Who knows how this case will end. But I do know that some youngsters have a very Disneyfied idea of what working is all about. They see a job as a lovely extension of their comfortable home life, instead of a place of work that is sometimes harsh and unwelcoming. Or expect bosses to be cheery philanthropists who want nothing more than their staff to have a wonderful time — and a bonus every day.
Instead, the real world is full of bumpy rides and deathly hallows. And the sooner they understand that, the better.
Pesky Christmas guests? Spray ’em with Vamoose!
Lakeland is one of my favourite companies at any time of the year. During the festive season, however, it really comes into its own.
The Cumbria-based kitchenware firm is stockpiling products for its Emergency Christmas Kits, but what does its choice of essential items such as loo unblockers and red wine stain removers say about the state of the festive nation? Nothing good!
Read between the lines — and on the backs of the packets — and you can see that some of the products encapsulate the spirit of Christmas with an honest piquancy you just can’t find anywhere else.
The Dabitoff Carpet Stain Remover wipes, for example. These promise to remove stains such as wine, mustard, ketchup, chocolate, tea, coffee, blood and grass.
In other words, Dabitoff will take you through every step of Christmas lunch, from canapes to brawling on the lawn afterwards. Wine No More! is a trigger spray that removes red wine spills from table linens, carpets, clothing, soft furnishings and — shriek! — sheets.
The Vamoose! spray sounds like something you should squirt on less pleasing house-guests, while other products seem aimed at more specific family members.
Blitz That Blockage Bathroom One Shot Pack? Grandpa. The Drain Weasel? Recalcitrant teens who won’t come out of their rooms. The Forever Flush Block, which apparently sits in a ‘friendly’ way in the cistern for more than 2,000 flushes? Auntie Deirdre, after a sherry trifle infusion.
There’s also a Limescale Ball — but no, I haven’t been invited this year. Too busy cleaning up a Christmas pudding eruption with my Lakeland Mixed Fruit Squeegee’n’ Scraper. Merry Christmas everyone!
Whatever you do, don’t forget to soak it in cold water first.
https://textbacklinkexchanges.com/category/the-sun-world/
https://textbacklinkexchanges.com/jan-moir-corbyn-and-his-labour-party-a-plague-on-the-house-of-liars/
News Pictures JAN MOIR: Corbyn and his Labour Party?

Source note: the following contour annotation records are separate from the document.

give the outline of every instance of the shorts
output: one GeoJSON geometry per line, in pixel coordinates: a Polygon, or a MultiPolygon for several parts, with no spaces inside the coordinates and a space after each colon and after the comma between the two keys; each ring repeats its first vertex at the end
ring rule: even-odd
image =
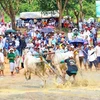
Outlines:
{"type": "Polygon", "coordinates": [[[100,57],[97,57],[97,62],[100,63],[100,57]]]}
{"type": "Polygon", "coordinates": [[[97,64],[98,64],[98,63],[97,63],[97,60],[90,61],[90,62],[89,62],[89,67],[92,68],[93,64],[94,64],[95,67],[97,67],[97,64]]]}
{"type": "Polygon", "coordinates": [[[24,63],[23,62],[21,63],[21,68],[24,68],[24,63]]]}
{"type": "Polygon", "coordinates": [[[83,64],[86,65],[88,63],[88,60],[86,58],[83,58],[83,64]]]}
{"type": "Polygon", "coordinates": [[[83,62],[83,57],[79,57],[79,62],[80,62],[80,63],[83,62]]]}
{"type": "Polygon", "coordinates": [[[76,73],[71,73],[70,71],[66,71],[66,73],[67,73],[69,76],[72,76],[72,75],[76,75],[76,74],[77,74],[77,72],[76,72],[76,73]]]}
{"type": "Polygon", "coordinates": [[[15,63],[10,62],[10,71],[13,72],[15,69],[15,63]]]}

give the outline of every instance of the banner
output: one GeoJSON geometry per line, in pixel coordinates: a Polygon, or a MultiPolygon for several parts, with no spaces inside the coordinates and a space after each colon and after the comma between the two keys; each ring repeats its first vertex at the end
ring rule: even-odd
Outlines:
{"type": "Polygon", "coordinates": [[[100,17],[100,0],[96,0],[96,17],[100,17]]]}

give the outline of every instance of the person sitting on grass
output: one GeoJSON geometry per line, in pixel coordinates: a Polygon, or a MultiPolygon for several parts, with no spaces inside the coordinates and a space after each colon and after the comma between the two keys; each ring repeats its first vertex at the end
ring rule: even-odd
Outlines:
{"type": "Polygon", "coordinates": [[[73,76],[74,81],[76,80],[76,74],[78,71],[78,67],[76,65],[75,59],[73,56],[70,56],[68,59],[62,60],[60,63],[67,63],[67,70],[63,72],[63,79],[65,79],[65,75],[73,76]]]}

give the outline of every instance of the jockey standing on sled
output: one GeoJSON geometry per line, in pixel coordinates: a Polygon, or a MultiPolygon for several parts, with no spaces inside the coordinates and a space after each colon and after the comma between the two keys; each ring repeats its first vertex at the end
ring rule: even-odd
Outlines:
{"type": "Polygon", "coordinates": [[[67,63],[67,67],[68,67],[67,70],[63,72],[63,78],[65,79],[65,75],[67,73],[69,76],[73,76],[73,79],[75,80],[78,67],[76,65],[73,55],[70,55],[68,59],[62,60],[60,63],[67,63]]]}

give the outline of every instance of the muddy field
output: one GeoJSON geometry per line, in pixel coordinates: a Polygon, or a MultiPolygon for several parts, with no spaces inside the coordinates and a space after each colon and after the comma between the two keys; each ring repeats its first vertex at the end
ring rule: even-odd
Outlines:
{"type": "Polygon", "coordinates": [[[41,86],[37,76],[25,80],[23,70],[10,76],[9,66],[5,64],[5,76],[0,77],[0,100],[100,100],[100,71],[79,71],[77,81],[66,82],[65,86],[50,76],[46,87],[41,86]]]}

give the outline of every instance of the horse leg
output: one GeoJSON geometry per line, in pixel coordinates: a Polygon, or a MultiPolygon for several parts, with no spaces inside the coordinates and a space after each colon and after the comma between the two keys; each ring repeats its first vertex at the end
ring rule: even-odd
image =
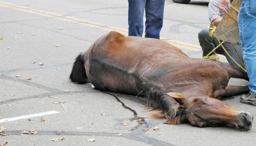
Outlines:
{"type": "Polygon", "coordinates": [[[227,72],[230,78],[242,78],[249,81],[249,79],[247,74],[240,68],[232,67],[228,63],[221,62],[219,61],[214,61],[227,72]]]}
{"type": "Polygon", "coordinates": [[[214,91],[213,98],[221,99],[238,94],[248,93],[249,91],[248,86],[240,86],[227,85],[224,89],[220,89],[214,91]]]}

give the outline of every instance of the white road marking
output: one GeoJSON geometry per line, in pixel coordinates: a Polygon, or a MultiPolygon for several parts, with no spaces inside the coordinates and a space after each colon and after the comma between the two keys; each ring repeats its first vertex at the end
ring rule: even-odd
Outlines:
{"type": "Polygon", "coordinates": [[[59,113],[55,111],[49,111],[49,112],[40,112],[39,113],[31,115],[26,115],[25,116],[17,116],[16,117],[11,118],[10,118],[3,119],[0,120],[0,123],[7,122],[10,121],[16,121],[22,119],[27,119],[30,118],[35,117],[37,116],[42,116],[46,115],[52,115],[55,114],[59,113]]]}

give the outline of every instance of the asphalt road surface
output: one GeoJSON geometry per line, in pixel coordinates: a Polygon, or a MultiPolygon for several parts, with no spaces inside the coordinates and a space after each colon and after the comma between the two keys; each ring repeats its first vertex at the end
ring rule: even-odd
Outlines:
{"type": "MultiPolygon", "coordinates": [[[[166,0],[161,39],[201,58],[197,33],[208,25],[208,3],[166,0]]],[[[0,130],[6,129],[0,144],[255,146],[255,122],[245,132],[165,124],[149,118],[151,112],[145,111],[142,98],[69,81],[74,59],[96,39],[112,30],[127,35],[128,11],[127,0],[0,0],[0,130]],[[31,134],[24,132],[29,130],[31,134]]],[[[230,82],[247,84],[236,79],[230,82]]],[[[239,98],[225,101],[255,116],[255,107],[239,98]]]]}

A plague on the House of Liars
You don’t have to pack away your bikini just because you’re the wrong side of 20. These body-beautiful stars reveal their secrets to staying in shape and prove you can smoulder in a two-piece, whatever your age. Read on and be bikini inspired!
TEENS
Hayden Panettiere
Size: 8
Age: 18
Height: 5ft 1in
Weight: 8st
To achieve her kick-ass figure, Hayden – who plays cheerleader Claire Bennet in Heroes – follows the ‘quartering’ rule. She eats only a quarter of the food on her plate, then waits 20 minutes before deciding whether she needs to eat again.

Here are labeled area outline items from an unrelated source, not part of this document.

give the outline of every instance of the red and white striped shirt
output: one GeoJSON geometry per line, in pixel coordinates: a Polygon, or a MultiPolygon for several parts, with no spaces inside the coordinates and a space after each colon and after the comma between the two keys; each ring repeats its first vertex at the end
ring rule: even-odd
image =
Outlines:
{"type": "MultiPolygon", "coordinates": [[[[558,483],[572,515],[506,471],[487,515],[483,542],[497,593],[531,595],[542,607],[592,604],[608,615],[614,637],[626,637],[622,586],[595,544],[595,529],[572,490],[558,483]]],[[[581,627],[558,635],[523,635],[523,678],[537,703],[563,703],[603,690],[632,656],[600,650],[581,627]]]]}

Hayden says: “I don’t have a model’s body, but I’m not one of those crazy girls who thinks that they’re fat. I’m OK with what I have.”
Nicollette says: “I don’t like diets – I see it, I eat it! I believe in eating healthily with lots of protein, vegetables and carbs to give you energy.”
kim cattrall
Size: 10-12
Age: 52
Height: 5ft 8in
Weight: 9st 4lb
SATC star Kim swears by gym sessions with Russian kettle bells (traditional cast-iron weights) and the South Beach Diet to give her the body she wants. To avoid overeating, Kim has a radical diet trick – squirting lemon juice on her leftovers – so she won’t carry on picking.
Kim says: “I am no super-thin Hollywood actress. I am built for men who like women to look like women.”